Workflow with data

As a part of working on large data projects, I have settled into a kind of workflow and I started wondering where I can improve it.

Step 0: ETL

I get the data and convert it to a form I can read it in. Since I have 1.5 Tb RAM machines at my disposal (re: MPI-SWS), this translates to SQLite for most datasets of ~ 500Gb size. My favourite tools for the job are csv2sqlite and some other related scripts.

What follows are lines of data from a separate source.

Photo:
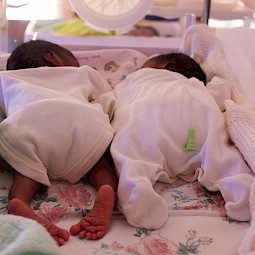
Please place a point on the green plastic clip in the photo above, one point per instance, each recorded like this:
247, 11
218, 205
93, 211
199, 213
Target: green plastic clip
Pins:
190, 145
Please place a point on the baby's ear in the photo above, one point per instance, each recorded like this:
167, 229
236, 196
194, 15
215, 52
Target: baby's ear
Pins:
198, 58
51, 58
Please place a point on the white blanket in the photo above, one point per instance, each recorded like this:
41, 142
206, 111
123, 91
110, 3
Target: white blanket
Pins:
56, 121
21, 236
240, 109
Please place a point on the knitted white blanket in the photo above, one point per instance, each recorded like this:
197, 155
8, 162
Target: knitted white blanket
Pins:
202, 43
21, 236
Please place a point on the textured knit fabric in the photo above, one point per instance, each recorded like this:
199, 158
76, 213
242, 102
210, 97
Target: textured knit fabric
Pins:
20, 236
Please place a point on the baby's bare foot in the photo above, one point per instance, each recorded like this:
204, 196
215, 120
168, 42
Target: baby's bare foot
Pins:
18, 207
96, 223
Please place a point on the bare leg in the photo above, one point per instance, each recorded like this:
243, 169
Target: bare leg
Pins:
96, 223
21, 193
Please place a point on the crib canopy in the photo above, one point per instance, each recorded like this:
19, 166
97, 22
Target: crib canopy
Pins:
117, 15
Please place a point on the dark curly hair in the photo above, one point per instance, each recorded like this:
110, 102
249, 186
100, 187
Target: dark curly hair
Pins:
178, 62
30, 54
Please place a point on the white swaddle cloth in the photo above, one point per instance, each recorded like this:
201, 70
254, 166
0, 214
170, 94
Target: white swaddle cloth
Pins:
22, 236
57, 123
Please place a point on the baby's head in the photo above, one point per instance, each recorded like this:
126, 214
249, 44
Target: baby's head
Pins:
39, 53
177, 62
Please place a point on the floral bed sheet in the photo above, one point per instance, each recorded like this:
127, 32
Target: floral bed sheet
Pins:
197, 221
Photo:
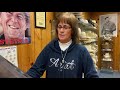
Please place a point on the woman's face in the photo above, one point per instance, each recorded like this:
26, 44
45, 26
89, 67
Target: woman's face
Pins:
14, 24
64, 32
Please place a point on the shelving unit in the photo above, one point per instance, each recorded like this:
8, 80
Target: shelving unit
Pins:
106, 53
89, 38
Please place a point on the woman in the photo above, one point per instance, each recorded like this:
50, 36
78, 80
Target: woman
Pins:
64, 57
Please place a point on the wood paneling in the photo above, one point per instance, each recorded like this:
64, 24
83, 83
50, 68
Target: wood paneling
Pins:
27, 53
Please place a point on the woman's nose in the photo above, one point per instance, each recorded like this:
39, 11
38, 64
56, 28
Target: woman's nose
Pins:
14, 19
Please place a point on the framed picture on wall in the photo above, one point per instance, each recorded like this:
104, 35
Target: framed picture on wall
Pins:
15, 28
108, 25
40, 19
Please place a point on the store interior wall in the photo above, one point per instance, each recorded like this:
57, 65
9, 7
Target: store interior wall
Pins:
27, 53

Most of the scripts work on compressed versions (i.e. gzip or bz2) of the raw data files.

Step 1: Exploration

I start by loading the data up on an Jupyter notebook. This means loading the whole data into memory as a Pandas DataFrame.

Then I explore the data a bit with matplotlib.

Step 2: Modeling

The task of modelling slowly takes form with preprocessing, sub-setting, model creation, model testing, and finally with running the models.

Depending on the kind of model, there may be other steps involved here. For example, figuring out the cross-validation strategy or creation of synthetic-data.

Step 2.1: Subsetting, Preprocessing and Model Creation

These go hand in hand because the model dictates what the intermediate results look like. The sub-setting of data is done to make the testing of models feasible, such that everything can be done in-memory

At some point, it becomes apparent at various points that some pre-processing can save a bunch of time.

Here, I like to save data in mat form and usually as sparse arrays because the format is interoperable between MATLAB and Python.

This precludes the possibility of using recipy since it does not work with scipy.io.

However, if I move to pickle or even np.savetxt, I can reap the benefits of the library. This is something I can try to improve.

Step 2.2: Testing the model

At this point, the methodology changes a bit.

I move all the code the model needs to run to one single Jupyter cell, save it to a file and then make it configurable using argparse.

Then I invoke the file from Jupyter using the %run -i magic command.

This gives me the best part of two worlds. Placing code in a file is good for version control and for sharing the script with others collaborators. However, the script still has all the variables in the global scope and the %run -i lets me import those the current Jupyter session, inspect them and figure out what the internal state of the program was at the point of exit (either though an exception or normally).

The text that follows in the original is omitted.